1928 - 2013
Charles Wittenstein died on February 4, 2013 at the age of 85 after a long battle with cancer.
Charles Wittenstein contributed over three decades of service to the Jewish community as well as to numerous social justice causes throughout the country, earning him the respect and admiration of his colleagues and organizational leaders.
Charles was a native of Brooklyn, New York. After attending public school there, he received his Bachelor of Arts Degree from Columbia University and his Juris Doctor from Columbia Law School. He was admitted in the New York Bar in 1952 and the Georgia Bar in 1954.
Charles served in the NY National Guard 142nd Heavy Tank Battalion and spent six years as a Sergeant, First Class in the US Army Reserves Military Government/Civil Affairs Company.
Charles moved to Atlanta in 1953 where he began practice with the law firm of Heyman, Abram, and Young. Soon after his arrival, Charles began his notable contributions to the community. While working with the American Jewish Committee, Charles worked to desegregate public accommodations, schools, private and public hospitals in Atlanta. He performed evaluations for the U.S. Health, Education & Welfare Department throughout the South to ensure hospitals qualified for Medicare by complying with the civil rights act of 1964. During that same time, Charles also worked to change the employment policy at Agnes Scott College, a private women's college under the auspices of the Presbyterian Church, in reaction to its anti-Jewish faculty hiring policies.
Charles was also Chairman of the DeKalb Community Relations Commission in the 1960s.
After leaving the American Jewish Committee, Charles served as Executive Director of the Atlanta Charter Commission, which revised and replaced the city's 100-year-old charter. The Charter Commission met as Atlanta was turning from a majority white city into a majority black city; the changes put in place by the new charter would help elect Maynard Jackson, Atlanta's first African-American mayor. As the professional staff director, Charles helped set the tone of the deliberations. He was particularly proud of the fact during the 18-months and hundreds of votes conducted by the Commission, no vote of the commission split along racial lines.

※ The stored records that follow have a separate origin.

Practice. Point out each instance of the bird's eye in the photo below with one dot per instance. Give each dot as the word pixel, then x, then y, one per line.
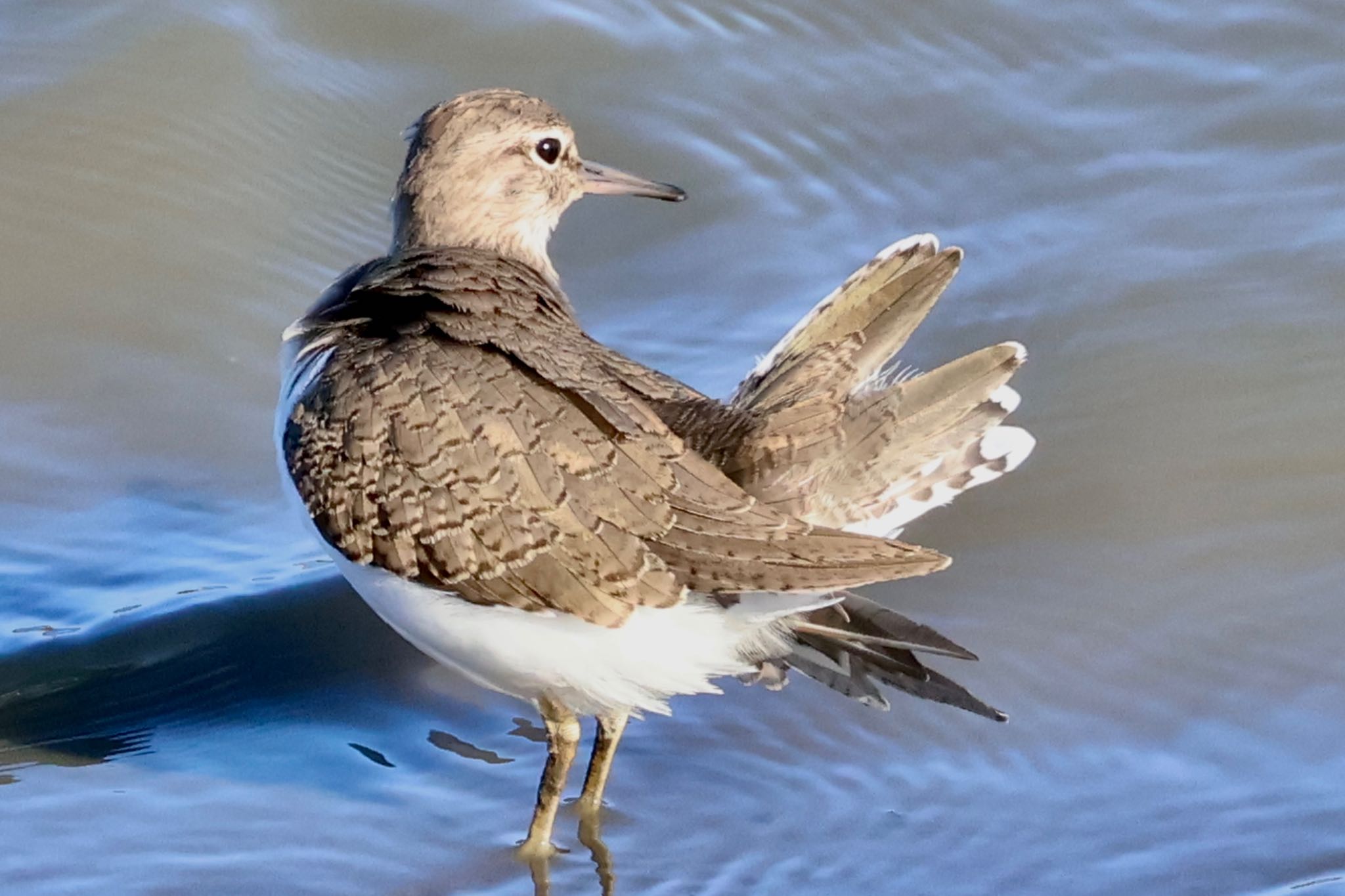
pixel 549 150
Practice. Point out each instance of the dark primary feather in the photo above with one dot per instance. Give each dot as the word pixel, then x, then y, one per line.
pixel 467 435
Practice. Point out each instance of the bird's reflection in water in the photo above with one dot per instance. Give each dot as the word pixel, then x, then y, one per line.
pixel 591 834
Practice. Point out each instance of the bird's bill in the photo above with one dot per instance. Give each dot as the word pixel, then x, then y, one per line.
pixel 612 182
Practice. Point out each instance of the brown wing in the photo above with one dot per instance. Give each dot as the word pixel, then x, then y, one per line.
pixel 485 450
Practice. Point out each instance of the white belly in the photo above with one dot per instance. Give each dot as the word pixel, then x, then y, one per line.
pixel 655 654
pixel 639 666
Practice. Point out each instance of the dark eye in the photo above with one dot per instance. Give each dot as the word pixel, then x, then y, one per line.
pixel 549 150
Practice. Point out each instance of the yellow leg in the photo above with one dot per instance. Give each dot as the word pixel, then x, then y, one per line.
pixel 609 730
pixel 563 738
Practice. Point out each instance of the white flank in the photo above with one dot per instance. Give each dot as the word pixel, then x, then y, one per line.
pixel 658 653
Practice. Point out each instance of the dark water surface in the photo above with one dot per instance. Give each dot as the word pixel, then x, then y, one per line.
pixel 1152 195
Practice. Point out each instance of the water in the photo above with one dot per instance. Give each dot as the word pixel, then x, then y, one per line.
pixel 1152 195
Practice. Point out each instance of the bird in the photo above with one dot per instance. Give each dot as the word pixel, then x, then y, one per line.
pixel 560 523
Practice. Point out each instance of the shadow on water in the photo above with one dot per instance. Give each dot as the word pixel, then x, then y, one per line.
pixel 87 699
pixel 102 695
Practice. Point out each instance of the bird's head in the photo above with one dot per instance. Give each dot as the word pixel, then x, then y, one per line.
pixel 495 169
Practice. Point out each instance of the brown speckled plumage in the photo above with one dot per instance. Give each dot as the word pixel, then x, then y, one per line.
pixel 467 435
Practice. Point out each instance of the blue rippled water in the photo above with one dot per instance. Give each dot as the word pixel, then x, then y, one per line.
pixel 1152 196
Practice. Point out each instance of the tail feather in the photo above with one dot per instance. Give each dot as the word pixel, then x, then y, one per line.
pixel 839 441
pixel 854 657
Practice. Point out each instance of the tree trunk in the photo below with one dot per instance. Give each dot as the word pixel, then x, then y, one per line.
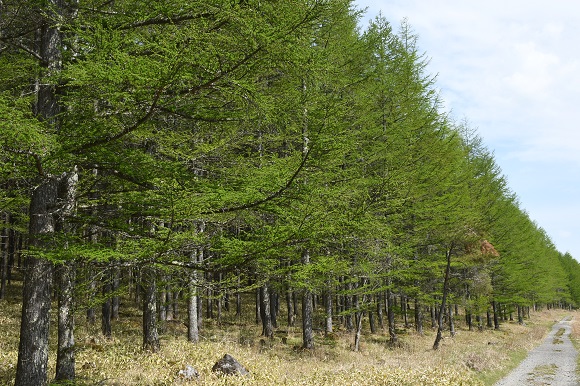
pixel 267 327
pixel 418 318
pixel 192 326
pixel 4 241
pixel 150 335
pixel 496 311
pixel 106 308
pixel 274 308
pixel 393 338
pixel 359 317
pixel 380 311
pixel 451 321
pixel 192 311
pixel 328 310
pixel 348 307
pixel 258 311
pixel 34 328
pixel 443 301
pixel 65 359
pixel 115 299
pixel 404 308
pixel 307 311
pixel 290 307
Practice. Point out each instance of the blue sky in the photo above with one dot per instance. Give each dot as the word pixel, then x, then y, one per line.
pixel 512 70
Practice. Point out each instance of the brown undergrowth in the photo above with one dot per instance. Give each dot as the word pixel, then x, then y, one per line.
pixel 470 358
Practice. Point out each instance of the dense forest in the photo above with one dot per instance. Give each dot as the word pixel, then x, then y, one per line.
pixel 189 154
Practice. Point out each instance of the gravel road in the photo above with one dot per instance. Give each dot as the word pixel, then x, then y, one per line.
pixel 551 363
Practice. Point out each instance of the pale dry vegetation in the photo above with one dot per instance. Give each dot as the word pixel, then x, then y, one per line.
pixel 470 358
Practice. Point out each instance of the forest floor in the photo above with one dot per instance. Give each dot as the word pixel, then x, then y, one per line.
pixel 469 358
pixel 551 363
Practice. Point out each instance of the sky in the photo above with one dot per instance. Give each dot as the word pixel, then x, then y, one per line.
pixel 511 68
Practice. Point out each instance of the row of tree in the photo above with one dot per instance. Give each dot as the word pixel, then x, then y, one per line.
pixel 208 148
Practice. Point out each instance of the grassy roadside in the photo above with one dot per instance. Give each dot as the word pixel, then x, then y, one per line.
pixel 470 358
pixel 575 338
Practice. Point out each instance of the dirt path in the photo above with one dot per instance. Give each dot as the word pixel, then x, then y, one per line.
pixel 551 363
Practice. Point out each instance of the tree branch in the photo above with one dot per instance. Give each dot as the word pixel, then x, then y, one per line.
pixel 267 198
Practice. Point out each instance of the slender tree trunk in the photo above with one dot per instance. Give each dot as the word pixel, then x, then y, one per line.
pixel 192 326
pixel 274 307
pixel 150 334
pixel 238 299
pixel 34 328
pixel 372 321
pixel 348 307
pixel 404 308
pixel 267 327
pixel 328 311
pixel 520 314
pixel 496 311
pixel 5 241
pixel 290 307
pixel 65 359
pixel 307 311
pixel 359 317
pixel 443 301
pixel 451 321
pixel 192 301
pixel 115 299
pixel 258 307
pixel 106 307
pixel 393 338
pixel 418 318
pixel 380 311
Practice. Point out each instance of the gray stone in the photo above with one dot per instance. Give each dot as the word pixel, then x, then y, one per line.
pixel 230 366
pixel 188 374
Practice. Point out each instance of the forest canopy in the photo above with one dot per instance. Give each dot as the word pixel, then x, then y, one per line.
pixel 216 148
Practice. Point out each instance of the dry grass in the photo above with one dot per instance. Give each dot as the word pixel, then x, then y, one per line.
pixel 471 358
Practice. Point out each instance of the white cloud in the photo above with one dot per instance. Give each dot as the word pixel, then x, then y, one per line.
pixel 512 68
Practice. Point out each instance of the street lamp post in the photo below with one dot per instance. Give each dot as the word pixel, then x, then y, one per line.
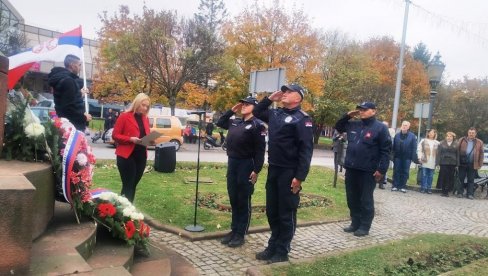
pixel 434 70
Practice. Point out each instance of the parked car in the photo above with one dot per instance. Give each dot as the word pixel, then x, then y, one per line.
pixel 43 113
pixel 169 126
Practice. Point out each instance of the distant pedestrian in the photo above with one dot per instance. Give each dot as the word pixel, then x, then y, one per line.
pixel 367 160
pixel 68 88
pixel 470 160
pixel 427 154
pixel 404 152
pixel 290 148
pixel 448 162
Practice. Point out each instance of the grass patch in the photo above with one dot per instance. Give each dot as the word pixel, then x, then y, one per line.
pixel 96 124
pixel 428 254
pixel 168 199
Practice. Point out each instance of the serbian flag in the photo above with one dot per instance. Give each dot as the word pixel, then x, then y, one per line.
pixel 55 49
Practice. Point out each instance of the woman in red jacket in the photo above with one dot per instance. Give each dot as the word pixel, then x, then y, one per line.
pixel 130 127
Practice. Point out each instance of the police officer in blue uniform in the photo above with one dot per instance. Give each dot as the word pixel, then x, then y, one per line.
pixel 367 159
pixel 290 148
pixel 245 150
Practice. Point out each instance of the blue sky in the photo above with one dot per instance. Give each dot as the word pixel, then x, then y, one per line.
pixel 458 29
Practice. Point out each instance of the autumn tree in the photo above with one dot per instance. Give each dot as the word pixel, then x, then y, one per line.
pixel 156 53
pixel 12 40
pixel 462 104
pixel 421 54
pixel 272 37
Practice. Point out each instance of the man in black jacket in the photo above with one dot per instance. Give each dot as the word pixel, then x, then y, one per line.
pixel 290 148
pixel 367 159
pixel 245 149
pixel 68 100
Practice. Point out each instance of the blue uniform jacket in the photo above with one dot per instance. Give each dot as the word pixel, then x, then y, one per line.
pixel 245 139
pixel 369 144
pixel 290 133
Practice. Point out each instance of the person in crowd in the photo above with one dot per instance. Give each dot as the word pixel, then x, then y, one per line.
pixel 187 134
pixel 290 148
pixel 367 160
pixel 427 156
pixel 448 153
pixel 107 124
pixel 338 148
pixel 245 151
pixel 67 92
pixel 404 152
pixel 131 154
pixel 193 135
pixel 209 128
pixel 470 160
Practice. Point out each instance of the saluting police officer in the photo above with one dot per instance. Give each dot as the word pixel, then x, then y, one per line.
pixel 245 148
pixel 290 148
pixel 367 160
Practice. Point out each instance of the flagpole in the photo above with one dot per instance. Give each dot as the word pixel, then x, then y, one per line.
pixel 84 71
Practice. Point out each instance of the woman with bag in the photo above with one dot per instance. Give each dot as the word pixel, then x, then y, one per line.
pixel 448 162
pixel 427 153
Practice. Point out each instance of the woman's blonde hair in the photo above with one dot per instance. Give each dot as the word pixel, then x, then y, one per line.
pixel 452 134
pixel 435 133
pixel 137 102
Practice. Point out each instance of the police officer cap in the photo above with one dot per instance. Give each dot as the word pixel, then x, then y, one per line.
pixel 366 105
pixel 293 87
pixel 249 100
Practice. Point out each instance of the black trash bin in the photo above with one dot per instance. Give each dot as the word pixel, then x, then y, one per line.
pixel 165 158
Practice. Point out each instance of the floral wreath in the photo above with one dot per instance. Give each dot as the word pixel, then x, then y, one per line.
pixel 111 210
pixel 72 160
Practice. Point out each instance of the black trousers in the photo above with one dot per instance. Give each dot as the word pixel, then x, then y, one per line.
pixel 468 171
pixel 445 181
pixel 240 190
pixel 131 170
pixel 360 187
pixel 281 208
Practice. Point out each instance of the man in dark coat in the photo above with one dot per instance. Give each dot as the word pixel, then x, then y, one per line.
pixel 68 99
pixel 290 152
pixel 404 152
pixel 367 160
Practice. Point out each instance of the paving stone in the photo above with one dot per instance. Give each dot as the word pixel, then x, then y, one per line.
pixel 397 216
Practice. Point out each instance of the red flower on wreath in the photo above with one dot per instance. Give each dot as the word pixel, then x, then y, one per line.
pixel 106 209
pixel 130 229
pixel 144 229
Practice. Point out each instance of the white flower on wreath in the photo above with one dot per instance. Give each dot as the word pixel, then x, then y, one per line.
pixel 127 212
pixel 124 202
pixel 108 196
pixel 82 159
pixel 34 130
pixel 137 216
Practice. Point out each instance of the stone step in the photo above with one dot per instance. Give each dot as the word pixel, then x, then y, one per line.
pixel 110 252
pixel 162 261
pixel 65 245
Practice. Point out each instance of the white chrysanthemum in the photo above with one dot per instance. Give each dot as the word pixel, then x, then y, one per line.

In 1973 Charles became the Southern Civil Rights Director and Southern Counsel for the Anti-Defamation League. His responsibilities included serving as legal advisor to the League's eight offices covering twelve southern states on matters pertaining to legislation, litigation, and fact-finding on right- and left-wing extremist groups. He retired from the ADL in 1994.
Among Charles' numerous contributions of historical importance were his efforts in securing the posthumous pardon for Leo Frank, an Atlanta Jewish businessman who was convicted of murder in 1913 in an atmosphere where anti-Semitic rhetoric and prejudice prevailed. Leo Frank was subsequently lynched by a mob in Cobb County, Georgia. Charles was also noted for his work in sustaining the constitutionality of the Georgia anti-mask law. Charles appeared on ABC's Nightline, CBS's Evening News and Nightwatch, as well as on many other television and radio programs dealing with racism and anti-Semitism.
Charles also established and maintained close ties with the law enforcement community in Georgia. He was appointed by the Governor to the Georgia Committee on Civil Rights Under Color of Law. This commission established and published guidelines for law enforcement agencies on protecting the civil rights of Georgia citizens. He frequently consulted with law enforcement and was a guest instructor at law enforcement training centers on issues dealing with hate groups and hate crimes.
Charles is survived by his wife of 60 years, Elinor Heyman Wittenstein, his three children and their spouses, Robert and Susan Wittenstein of Dunwoody, David and Lee Wittenstein, of Bethesda, MD, and Ruth and Gary Musicante, Silver Spring, MD and his six grandchildren, Rebecca Wittenstein, Daniel Musicante, Jonathan Musicante, Eric Wittenstein, Greg Wittenstein and Adam Wittenstein.
Funeral services will be held at The Temple, 1589 Peachtree Street, Northeast at 11:30am on Wednesday, February 6.
In lieu of flowers, the family requests contributions be made to the Charles Wittenstein Summer Associate Research Program at the Anti-Defamation League.